Na ponta mais sofisticada desse movimento de escala, o setor também começa a se segmentar por perfil de renda e proposta de valor. De um lado, permanecem instituições assistenciais, muitas vezes com recursos limitados e dependentes de doações ou parcerias públicas. De outro, cresce a oferta de residenciais voltados à classe média e alta, com foco em conforto e qualidade de vida.

A conta recai sobre as famílias

Diferentemente de saúde ou educação, o cuidado de longa permanência no Brasil é majoritariamente financiado pelas famílias. Não há cobertura relevante do SUS nem dos planos de saúde para estadias prolongadas, tampouco um modelo estruturado de financiamento público para esse tipo de serviço. 

Levantamentos nacionais de residenciais sênior apontam mensalidades que variam entre R$ 4,7 mil e R$ 12,3 mil nas principais capitais, podendo ultrapassar R$ 15 mil em empreendimentos de padrão mais elevado. Iniciativas como o LOMA, da DOM Senior Living, em Florianópolis, trabalham com pacotes mensais que podem chegar a R$ 25 mil.

Esse nível de preço limita o acesso e, ao mesmo tempo, define o modelo de expansão do setor, que cresce principalmente onde há renda disponível para sustentar esse tipo de despesa recorrente.

Um mercado que opera sem padronização

Além disso, esse arranjo convive com um ambiente regulatório ainda pouco estruturado. Não há uma legislação federal específica para moradia sênior como categoria própria, e as instituições operam sob normas gerais de saúde e assistência social — como a Resolução RDC nº 283/2005 e o Estatuto do Idoso —, com fiscalização descentralizada e interpretações que variam entre estados e municípios.

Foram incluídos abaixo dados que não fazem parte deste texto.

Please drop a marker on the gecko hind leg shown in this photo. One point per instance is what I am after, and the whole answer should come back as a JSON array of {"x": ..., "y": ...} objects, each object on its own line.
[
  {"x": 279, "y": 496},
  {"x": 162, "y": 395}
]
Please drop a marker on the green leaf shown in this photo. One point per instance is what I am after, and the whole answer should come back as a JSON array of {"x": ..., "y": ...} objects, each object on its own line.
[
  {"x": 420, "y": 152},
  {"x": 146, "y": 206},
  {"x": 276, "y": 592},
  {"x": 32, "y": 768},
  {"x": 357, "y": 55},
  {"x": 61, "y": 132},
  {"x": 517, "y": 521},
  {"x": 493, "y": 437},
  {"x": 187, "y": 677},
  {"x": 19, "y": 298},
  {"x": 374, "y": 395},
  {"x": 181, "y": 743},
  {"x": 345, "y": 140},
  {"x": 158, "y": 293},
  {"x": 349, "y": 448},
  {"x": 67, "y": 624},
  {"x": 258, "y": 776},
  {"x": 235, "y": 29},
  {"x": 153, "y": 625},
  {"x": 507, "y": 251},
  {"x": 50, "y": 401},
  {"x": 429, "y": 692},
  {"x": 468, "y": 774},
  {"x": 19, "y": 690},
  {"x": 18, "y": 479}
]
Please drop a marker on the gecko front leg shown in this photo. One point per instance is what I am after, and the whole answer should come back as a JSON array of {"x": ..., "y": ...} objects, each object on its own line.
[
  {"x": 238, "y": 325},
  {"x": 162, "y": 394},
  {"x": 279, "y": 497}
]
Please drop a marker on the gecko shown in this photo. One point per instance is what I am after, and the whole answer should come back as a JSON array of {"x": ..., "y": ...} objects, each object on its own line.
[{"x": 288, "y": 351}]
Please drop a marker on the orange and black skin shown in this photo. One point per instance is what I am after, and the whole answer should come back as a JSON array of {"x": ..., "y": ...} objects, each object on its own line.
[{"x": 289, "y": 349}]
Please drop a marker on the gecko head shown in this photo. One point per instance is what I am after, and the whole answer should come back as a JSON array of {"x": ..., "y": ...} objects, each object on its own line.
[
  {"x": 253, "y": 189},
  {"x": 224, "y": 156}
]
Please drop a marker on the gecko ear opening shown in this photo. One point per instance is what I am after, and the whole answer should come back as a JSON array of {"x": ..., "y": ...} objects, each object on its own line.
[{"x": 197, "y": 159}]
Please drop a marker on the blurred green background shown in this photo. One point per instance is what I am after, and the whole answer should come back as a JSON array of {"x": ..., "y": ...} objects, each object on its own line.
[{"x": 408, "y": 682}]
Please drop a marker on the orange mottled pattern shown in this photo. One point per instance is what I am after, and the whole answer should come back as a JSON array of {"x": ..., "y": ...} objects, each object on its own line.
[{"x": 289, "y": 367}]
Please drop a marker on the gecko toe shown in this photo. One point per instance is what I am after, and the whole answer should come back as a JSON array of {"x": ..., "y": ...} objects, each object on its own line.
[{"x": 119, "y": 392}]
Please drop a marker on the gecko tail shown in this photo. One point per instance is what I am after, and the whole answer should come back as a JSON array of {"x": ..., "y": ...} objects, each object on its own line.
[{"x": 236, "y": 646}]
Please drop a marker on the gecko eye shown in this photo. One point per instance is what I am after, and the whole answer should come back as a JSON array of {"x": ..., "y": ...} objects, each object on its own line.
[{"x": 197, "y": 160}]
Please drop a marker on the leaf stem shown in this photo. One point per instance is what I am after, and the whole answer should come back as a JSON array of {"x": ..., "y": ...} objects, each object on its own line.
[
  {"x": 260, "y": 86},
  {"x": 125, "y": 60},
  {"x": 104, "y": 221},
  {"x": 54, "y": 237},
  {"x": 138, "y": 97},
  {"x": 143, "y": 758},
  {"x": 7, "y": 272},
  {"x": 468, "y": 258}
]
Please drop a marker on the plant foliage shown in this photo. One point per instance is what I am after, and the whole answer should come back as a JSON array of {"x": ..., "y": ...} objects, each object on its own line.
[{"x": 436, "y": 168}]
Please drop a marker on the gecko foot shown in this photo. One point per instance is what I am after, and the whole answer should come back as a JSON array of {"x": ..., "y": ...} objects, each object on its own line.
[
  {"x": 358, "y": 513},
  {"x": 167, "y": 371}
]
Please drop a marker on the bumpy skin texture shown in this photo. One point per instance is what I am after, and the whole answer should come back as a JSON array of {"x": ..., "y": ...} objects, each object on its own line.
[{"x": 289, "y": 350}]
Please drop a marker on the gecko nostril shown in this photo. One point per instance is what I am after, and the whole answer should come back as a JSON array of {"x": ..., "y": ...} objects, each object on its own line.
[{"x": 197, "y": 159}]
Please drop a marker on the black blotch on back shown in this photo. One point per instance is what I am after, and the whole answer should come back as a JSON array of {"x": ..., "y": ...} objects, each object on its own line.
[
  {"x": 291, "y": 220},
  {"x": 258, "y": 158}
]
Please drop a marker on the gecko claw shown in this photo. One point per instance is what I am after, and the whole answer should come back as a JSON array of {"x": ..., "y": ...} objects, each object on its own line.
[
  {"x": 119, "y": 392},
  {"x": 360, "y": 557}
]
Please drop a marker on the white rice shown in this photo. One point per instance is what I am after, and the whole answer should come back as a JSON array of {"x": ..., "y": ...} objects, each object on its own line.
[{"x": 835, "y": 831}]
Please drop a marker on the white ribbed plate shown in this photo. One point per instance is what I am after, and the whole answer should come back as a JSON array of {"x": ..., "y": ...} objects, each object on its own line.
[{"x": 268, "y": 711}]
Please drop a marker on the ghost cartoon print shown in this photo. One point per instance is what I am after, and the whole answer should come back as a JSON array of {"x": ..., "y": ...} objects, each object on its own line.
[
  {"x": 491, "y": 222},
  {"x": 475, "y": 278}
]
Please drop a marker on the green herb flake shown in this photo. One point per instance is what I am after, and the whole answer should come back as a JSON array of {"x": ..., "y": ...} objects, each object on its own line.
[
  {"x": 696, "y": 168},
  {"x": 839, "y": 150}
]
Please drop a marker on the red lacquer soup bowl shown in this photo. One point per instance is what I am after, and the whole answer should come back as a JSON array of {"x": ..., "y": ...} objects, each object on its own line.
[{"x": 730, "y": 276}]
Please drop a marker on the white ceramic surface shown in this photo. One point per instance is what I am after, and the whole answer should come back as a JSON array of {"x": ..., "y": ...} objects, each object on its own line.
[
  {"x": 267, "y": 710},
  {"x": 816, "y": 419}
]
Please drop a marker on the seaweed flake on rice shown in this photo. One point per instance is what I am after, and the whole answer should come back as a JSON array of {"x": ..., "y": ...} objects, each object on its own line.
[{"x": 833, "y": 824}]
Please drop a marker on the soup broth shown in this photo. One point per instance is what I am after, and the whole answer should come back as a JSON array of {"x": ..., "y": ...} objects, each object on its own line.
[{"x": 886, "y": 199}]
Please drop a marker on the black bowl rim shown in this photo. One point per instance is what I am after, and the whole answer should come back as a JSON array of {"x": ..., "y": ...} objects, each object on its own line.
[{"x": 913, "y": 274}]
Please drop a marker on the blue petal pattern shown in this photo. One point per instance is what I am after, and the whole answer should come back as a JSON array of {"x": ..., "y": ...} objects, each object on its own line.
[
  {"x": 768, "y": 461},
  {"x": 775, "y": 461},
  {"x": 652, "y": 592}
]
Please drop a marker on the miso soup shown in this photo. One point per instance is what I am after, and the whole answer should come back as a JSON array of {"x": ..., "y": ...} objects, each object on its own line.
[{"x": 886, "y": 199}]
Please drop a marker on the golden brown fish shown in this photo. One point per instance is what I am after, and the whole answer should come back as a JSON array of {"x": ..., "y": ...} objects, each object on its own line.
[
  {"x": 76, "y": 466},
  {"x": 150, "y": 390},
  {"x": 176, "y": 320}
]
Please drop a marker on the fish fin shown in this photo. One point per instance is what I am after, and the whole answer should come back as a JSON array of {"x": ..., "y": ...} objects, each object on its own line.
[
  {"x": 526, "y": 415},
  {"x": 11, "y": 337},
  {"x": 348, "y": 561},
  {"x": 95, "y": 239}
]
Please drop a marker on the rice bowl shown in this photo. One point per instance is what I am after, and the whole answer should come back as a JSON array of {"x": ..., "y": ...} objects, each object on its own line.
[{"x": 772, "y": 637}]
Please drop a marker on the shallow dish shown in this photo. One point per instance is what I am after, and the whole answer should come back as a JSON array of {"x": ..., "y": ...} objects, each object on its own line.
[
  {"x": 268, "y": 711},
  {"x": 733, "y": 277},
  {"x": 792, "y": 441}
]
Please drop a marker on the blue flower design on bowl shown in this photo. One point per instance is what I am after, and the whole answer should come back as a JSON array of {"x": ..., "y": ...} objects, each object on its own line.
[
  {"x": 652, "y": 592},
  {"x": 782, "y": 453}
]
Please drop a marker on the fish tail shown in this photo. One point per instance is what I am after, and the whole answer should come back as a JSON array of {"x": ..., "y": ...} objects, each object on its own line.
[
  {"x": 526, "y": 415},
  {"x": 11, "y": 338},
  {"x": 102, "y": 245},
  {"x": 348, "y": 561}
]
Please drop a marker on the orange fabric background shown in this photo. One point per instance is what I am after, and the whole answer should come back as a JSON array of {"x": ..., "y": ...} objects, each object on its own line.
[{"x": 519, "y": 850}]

O resultado é um setor sem padronização clara e com regras fragmentadas, que ainda busca um marco regulatório mais definido.

Essa falta de definição abre espaço para disputas sobre o próprio enquadramento dos empreendimentos. Em Brasília, um projeto de residencial geriátrico de alto padrão no Lago Sul foi questionado, em denúncia apresentada ao Ministério Público, após moradores alegarem que o empreendimento, aprovado como clínica, funcionaria na prática como um condomínio residencial de luxo para idosos. 

O projeto, denominado Vila Raiô, consiste em um edifício com cerca de 60 apartamentos, de 120 a 250 metros quadrados, vendidos a valores que chegam a R$ 5,4 milhões. O exemplo expõe a dificuldade de delimitar na prática o que é serviço de saúde, moradia assistida ou um produto imobiliário — uma zona cinzenta que tem sido explorada na estruturação de novos empreendimentos.

O futuro do mercado

O mercado de lares para idosos no Brasil ainda está longe de ser um setor consolidado. Falta padronização, os dados são incompletos e persistem lacunas regulatórias relevantes.

Ao mesmo tempo, a população envelhece rapidamente, e a estrutura tradicional de cuidado já não acompanha essa transformação, especialmente em um contexto em que o Estado não construiu uma política de longo prazo para o cuidado de idosos.

Nesse vácuo, o setor privado avança, impulsionado pela renda das famílias e por um público disposto a pagar por qualidade de vida. Esse avanço já se reflete em empreendimentos com valor geral de vendas (VGV) de centenas de milhões de reais, preços acima de R$ 20 mil por metro quadrado e mensalidades que podem chegar a R$ 25 mil.

O resultado é um mercado desorganizado e desigual, que cresce, mas que ainda deixa de fora quem não tem renda suficiente para acessar um tipo de cuidado essencial.